A tax exemption on online purchases from abroad might soon become the next casualty of the coronavirus crisis, Bloomberg reported on Tuesday.
The end of a tax-free policy on orders up to $75 have already been featured in preliminary budget talks as a way of raising state revenues as currently projected deficits far exceed pre-pandemic economic forecasts. Money will have to come from somewhere to offset the government’s fiscal stimulus package of nearly 100 billion shekels ($29.1 billion).
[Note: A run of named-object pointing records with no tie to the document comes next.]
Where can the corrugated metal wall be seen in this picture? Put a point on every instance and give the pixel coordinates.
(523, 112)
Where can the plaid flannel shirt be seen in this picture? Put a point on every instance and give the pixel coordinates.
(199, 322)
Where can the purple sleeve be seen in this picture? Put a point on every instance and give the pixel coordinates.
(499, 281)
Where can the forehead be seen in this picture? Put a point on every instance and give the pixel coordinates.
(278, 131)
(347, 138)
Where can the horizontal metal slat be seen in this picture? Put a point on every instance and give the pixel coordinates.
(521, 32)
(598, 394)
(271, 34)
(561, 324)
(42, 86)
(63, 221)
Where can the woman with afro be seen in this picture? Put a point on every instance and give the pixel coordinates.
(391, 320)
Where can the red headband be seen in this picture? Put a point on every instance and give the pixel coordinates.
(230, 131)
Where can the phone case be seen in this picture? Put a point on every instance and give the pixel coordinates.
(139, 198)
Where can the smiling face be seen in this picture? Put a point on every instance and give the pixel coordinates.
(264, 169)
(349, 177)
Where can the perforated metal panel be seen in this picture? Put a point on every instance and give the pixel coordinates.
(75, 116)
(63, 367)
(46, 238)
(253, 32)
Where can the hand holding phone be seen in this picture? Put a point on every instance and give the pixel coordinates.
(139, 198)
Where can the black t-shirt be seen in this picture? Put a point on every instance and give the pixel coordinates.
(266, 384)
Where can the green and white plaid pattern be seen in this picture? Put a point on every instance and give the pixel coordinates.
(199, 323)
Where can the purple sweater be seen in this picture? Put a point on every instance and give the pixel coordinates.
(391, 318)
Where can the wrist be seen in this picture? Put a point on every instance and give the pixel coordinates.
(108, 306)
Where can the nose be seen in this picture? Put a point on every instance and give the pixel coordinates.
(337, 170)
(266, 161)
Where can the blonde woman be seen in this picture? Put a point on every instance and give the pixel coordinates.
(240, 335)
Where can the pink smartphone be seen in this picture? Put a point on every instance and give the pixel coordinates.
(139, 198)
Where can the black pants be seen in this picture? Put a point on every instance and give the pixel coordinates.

Removing the exemption would raise several hundred million shekels, according to a source quoted by Bloomberg on Tuesday. However, a spokeswoman for the Finance Ministry said the issue isn’t on the agenda at the moment.
Response to news of the prospect of shedding the exemption was immediate. Shares in Israeli retailers Fox Wizel, Adika Style and Golf & Co Group all showed significant gains. Adika was up more than 12% in trading at mid-afternoon Tuesday in Tel Aviv.
If the tax break is curtailed, it will cut both ways. Local retailers would breathe more freely, as they become more competitive with the international giants; but the latter will be hurt.
Israel’s $3.7 billion e-commerce market is dominated by such juggernauts as Amazon and Alibaba.
Officials are also reportedly exploring the possibility of mounting an initial public offering of the government-owned Israel Aerospace Industries, which could yield an estimated $1 billion.
“We are talking about dramatic decisions that haven’t been seen before on the issue of the high cost of living and international imports,” Finance Minister Yisrael Katz said in a local interview this week.